Aon’s Pension Risk Survey shows increase in delegated solutions, diversification

TORONTO (October 17, 2019) – Entering 2019 amid market volatility and a shifting regulatory landscape, Canadian pension plans are increasingly focused on implementing long-term goals and mitigating asset risk, according to the latest Pension Risk Survey from Aon plc (NYSE:AON), a leading global professional services firm providing a broad range of risk, retirement and health solutions.
The biennial Canadian Pension Risk Survey – part of a global series of Aon surveys that follow defined benefit (DB) plan sponsors’ risk management attitudes and practices around the world – suggests that plan sponsors are taking a more strategic approach, with a greater focus on goal-setting, as well as delegated investment management, alternative assets and global diversification.
“2018 was the best of times and the worst of times for plan sponsors hoping to adjust their plan’s risk profile, as median solvency whipsawed off decade highs in just months, forcing plan sponsors to be quick to react – or miss out,” said William da Silva, Canadian Practice Director, Retirement Solutions, Aon. “De-risking remains an opportunity, but it will require thoughtful attention not just to long-term objectives, but also to risk monitoring and longevity issues – which so far seem not to be on many plan sponsors’ radar. With the trend in funding rules shifting away from mark-to-market measures in favour of a long-term focus, plan sponsors should be careful to ensure that optimal decisions are made to balance the need for returns with management of cost volatility.”
“When it comes to investments, plan sponsors are embracing more active approaches to managing market risk,” said Erwan Pirou, Chief Investment Officer for Aon’s Delegated Investment Solutions in Canada. “We’re seeing more delegated management, global diversification and alternative assets in the mix, but sponsors will need to continue to be dynamic in their investment stance, while paying even closer attention to risk mitigation.
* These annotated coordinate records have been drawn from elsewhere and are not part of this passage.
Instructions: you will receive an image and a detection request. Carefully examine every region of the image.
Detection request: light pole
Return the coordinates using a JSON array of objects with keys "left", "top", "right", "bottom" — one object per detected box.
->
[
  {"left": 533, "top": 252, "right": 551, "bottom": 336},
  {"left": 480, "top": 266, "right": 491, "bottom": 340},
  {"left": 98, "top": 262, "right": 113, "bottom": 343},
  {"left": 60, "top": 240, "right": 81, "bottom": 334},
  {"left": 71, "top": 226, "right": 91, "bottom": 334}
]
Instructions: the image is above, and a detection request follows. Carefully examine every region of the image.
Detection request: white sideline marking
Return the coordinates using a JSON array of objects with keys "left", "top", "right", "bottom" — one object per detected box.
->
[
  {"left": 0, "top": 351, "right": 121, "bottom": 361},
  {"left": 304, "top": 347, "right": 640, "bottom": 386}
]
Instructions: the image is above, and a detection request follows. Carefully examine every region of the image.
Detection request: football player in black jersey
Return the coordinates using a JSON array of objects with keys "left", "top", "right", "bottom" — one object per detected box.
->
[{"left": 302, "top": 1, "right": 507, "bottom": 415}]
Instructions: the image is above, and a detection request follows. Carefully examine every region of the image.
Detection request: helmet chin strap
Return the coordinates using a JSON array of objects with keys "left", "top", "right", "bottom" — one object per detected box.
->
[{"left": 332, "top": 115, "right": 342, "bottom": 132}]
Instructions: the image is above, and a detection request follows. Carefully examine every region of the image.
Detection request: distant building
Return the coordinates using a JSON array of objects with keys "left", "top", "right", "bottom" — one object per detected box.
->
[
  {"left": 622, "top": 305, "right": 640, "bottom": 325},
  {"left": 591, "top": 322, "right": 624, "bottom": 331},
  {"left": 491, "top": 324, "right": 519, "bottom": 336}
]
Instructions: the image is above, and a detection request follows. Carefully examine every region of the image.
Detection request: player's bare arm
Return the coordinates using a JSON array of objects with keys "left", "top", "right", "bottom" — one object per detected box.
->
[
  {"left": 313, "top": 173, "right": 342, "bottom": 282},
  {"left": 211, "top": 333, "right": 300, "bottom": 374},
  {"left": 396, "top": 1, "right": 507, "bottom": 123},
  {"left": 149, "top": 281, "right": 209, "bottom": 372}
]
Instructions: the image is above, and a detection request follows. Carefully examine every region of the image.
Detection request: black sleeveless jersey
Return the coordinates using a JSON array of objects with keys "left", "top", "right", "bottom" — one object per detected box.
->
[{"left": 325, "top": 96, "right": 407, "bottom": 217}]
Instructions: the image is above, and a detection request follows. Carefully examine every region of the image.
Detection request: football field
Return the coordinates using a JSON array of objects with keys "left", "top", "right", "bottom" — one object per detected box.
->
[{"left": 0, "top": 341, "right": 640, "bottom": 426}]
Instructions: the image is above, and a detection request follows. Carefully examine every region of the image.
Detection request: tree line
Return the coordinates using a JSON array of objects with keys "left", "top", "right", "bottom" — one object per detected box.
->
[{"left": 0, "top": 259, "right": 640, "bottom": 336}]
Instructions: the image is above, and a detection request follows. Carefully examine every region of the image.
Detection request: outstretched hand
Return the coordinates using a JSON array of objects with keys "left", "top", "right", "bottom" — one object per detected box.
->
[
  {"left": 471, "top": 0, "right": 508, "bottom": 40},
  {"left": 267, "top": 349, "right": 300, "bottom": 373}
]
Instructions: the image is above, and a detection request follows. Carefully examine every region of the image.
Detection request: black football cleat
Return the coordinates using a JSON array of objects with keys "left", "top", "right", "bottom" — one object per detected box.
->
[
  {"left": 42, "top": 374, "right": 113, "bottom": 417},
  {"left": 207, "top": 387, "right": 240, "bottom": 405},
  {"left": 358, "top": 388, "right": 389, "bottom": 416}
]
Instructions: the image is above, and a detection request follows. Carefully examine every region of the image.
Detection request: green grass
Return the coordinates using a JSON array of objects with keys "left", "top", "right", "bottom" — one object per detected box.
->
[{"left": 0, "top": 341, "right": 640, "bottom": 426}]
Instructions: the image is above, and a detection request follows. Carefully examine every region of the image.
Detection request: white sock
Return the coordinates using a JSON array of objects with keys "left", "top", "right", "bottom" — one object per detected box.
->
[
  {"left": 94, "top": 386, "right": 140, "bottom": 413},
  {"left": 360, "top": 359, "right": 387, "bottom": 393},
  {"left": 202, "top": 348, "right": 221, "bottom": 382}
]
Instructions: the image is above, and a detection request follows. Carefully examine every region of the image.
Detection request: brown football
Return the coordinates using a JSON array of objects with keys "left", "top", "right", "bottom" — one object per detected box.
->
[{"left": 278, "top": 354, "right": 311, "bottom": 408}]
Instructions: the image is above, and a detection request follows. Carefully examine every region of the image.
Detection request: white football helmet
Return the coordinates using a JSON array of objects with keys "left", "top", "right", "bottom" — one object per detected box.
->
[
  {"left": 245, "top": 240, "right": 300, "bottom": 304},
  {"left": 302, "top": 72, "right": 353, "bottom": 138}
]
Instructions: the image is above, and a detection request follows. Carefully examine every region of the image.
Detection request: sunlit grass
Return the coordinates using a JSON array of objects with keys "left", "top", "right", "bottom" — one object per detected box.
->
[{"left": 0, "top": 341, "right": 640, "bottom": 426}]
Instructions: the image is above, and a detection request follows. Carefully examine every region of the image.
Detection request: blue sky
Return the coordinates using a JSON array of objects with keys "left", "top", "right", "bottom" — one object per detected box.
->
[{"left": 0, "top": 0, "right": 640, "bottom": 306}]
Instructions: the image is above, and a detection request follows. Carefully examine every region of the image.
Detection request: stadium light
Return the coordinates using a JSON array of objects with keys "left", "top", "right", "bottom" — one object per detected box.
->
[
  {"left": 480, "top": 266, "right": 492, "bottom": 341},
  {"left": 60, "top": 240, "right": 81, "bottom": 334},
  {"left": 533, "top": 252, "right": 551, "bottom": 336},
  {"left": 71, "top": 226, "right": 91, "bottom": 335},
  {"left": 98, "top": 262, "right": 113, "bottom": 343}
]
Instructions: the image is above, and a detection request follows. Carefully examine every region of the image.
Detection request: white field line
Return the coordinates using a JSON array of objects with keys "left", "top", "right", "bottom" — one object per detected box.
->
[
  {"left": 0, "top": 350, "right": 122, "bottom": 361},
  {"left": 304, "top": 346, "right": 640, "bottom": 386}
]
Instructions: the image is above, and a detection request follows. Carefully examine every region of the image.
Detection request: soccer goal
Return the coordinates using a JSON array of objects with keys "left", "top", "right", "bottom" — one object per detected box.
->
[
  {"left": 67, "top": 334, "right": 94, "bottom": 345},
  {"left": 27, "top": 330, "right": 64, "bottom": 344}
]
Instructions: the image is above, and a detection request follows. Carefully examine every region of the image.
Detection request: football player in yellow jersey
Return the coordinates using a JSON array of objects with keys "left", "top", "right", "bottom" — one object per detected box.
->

Recent gains from equities and a fall in interest rates have pushed down future returns on many asset classes, meaning plan sponsors must focus on how to maximize risk-adjusted returns.”
Key Facts:

  • 96% of plans have a long-term strategy to reach their objectives, up from just 50% a decade ago.
  • More than half of sponsors with a long-term plan identify sustainability (i.e. having an affordable level of contributions with low volatility) as their lead strategy in reaching long-term goals.
  • A high proportion of sponsors have already deployed or are likely to turn to delegated investment solutions to better manage asset risk. For instance, 43% already outsource asset manager monitoring, and another 31% say they are very or somewhat likely to do so.
  • Key shifts in portfolios include a move away from traditional asset classes and towards alternatives, particularly foreign equities, real estate and illiquid alternatives like private equity and infrastructure.
  • The proportion of sponsors not willing to hedge pension risks declined. In particular, more are open to hedging inflation risk, interest rate risk and currency risk.
  • Annual monitoring of pension risk remains the most common practice, but asset values and performance tend to be monitored more frequently, with 25% doing so monthly or weekly. On funding levels, 46% of sponsors monitor risk quarterly or more frequently.
  • In response to provincial regulatory reform, 75% of Quebec plan sponsors intend to make changes to funding strategy and 73% to investment strategy. In Ontario, where new regulations are expected soon, 44% intend to make changes to funding and investment strategies.
  • Cyber risk is an emerging threat to all businesses, including pension plans, but the survey suggests that many plans have yet to take action.